D's confusing strings (was Re: D on hackernews)

Wed Sep 21 13:26:40 PDT 2011

On Wednesday, September 21, 2011 19:56:47 Christophe wrote:
> "Jonathan M Davis" , dans le message (digitalmars.D:144922), a écrit :
> > 1. drop says nothing about slicing.
> > 2. popFrontN (which drop calls) says that it slices for ranges that
> > support slicing. Strings do not unless they're arrays of dchar.
> > 
> > Yes, hasSlicing should probably be clearer about narrow strings, but
> > that has nothing to do with drop.
> 
> I never said there was a problem with drop.

Yes you did. You said:

"mini-quiz: what should std.range.drop(some_string, 1) do ?
hint: what it actually does is not what the documentation of phobos 
suggests*..."

> After having read all of you, I have no problems with string being a
> lazy range of dchar.

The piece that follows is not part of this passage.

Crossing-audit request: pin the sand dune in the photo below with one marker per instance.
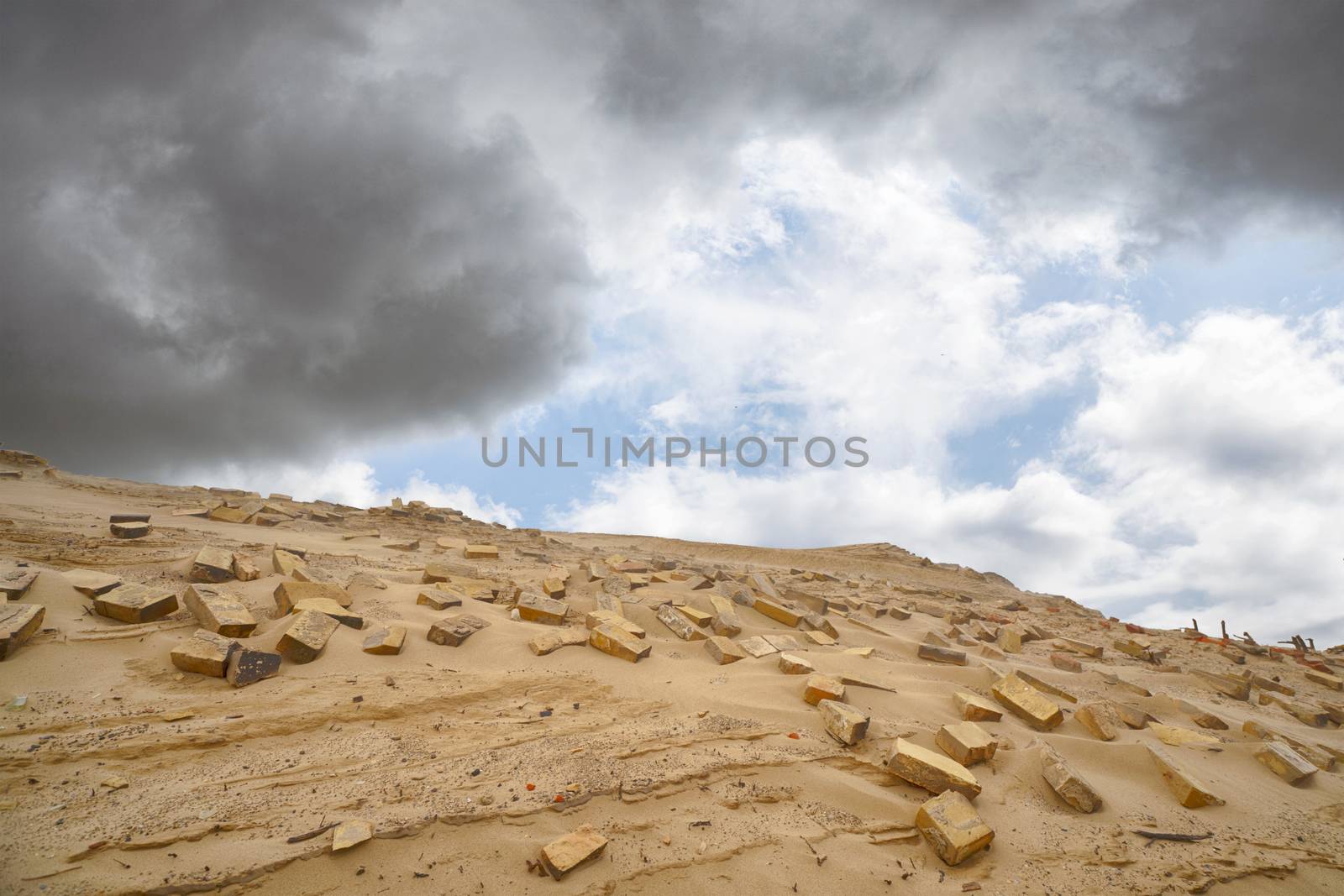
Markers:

But I have a problem with immutable(char)[] being
> lazy range of dchar (ie not being a array), and I have a problem with
> string being immutable(char)[] (ie providing length opIndex and
> opSlice).

For efficiency, you need to be able to treat strings as arrays of code units for 
some algorithms. For correctness, you need to be able to treat them as ranges 
of code points (dchar) in the general case. You need both. The question is how 
to provide that. strings as arrays came first (D1), whereas ranges came later. 
We _need_ to treat strings as ranges of dchar or they're essentially unusable 
in the general case. Operating on code units is almost always _wrong_. So, 
when we added the range functions, we special-cased them for strings so that 
strings are treated as ranges of dchar as they need to be. And in cases where 
you actually need to treat a string as an array of code units for efficiency, 
you special case the function for them, and you still get that. What other way 
would you do it?

There _are_ some edges here - such as foreach defalting to char for string 
when dchar is really what you shoud be iterating with - and there are times 
when you want to use a string with a range-based function and can't, because 
it needs a random-access range or one which is sliceable to do what it does, 
which can be annoying. But what else can you do there? You can't treat the 
string as a range of code units in that case. The result would be completely 
wrong. Imagine if sort worked on a char[]. You'd get an array of sorted code 
units, which would _not_ be code points, and which would be completely 
useless. So, treating a string as a range of code units makes no sense.

We could switch to having a struct of some kind which was a string, make it a 
range of dchar, and have it contain an array of char, wchar, or dchar 
internally. It would have to restrict its operations in exactly the same 
manner that the range functions for strings currently do, so the exact same 
algorithms would or wouldn't work with it. And then you'd need to provide 
access to the underlying array of code units so that algorithms special casing 
strings could operate on the array instead. Ultimately, it's pretty much the 
same thing, except now you have a wrapper struct. How does that buy you 
anything? The _only_ thing that it would buy you AFAIK is that foreach would 
then default to dchar instead of the code unit type. The basic problem still 
exists. You still need to special case strings for efficiency, and you still 
need to treat them as a range of dchar in the general case. It's an inherent 
issue with variable length encodings. You can't just magically make it go 
away.

If you have a better solution, please share it, but the fact that we want both 
efficiency and correctness binds us pretty thoroughly here.

- Jonathan M Davis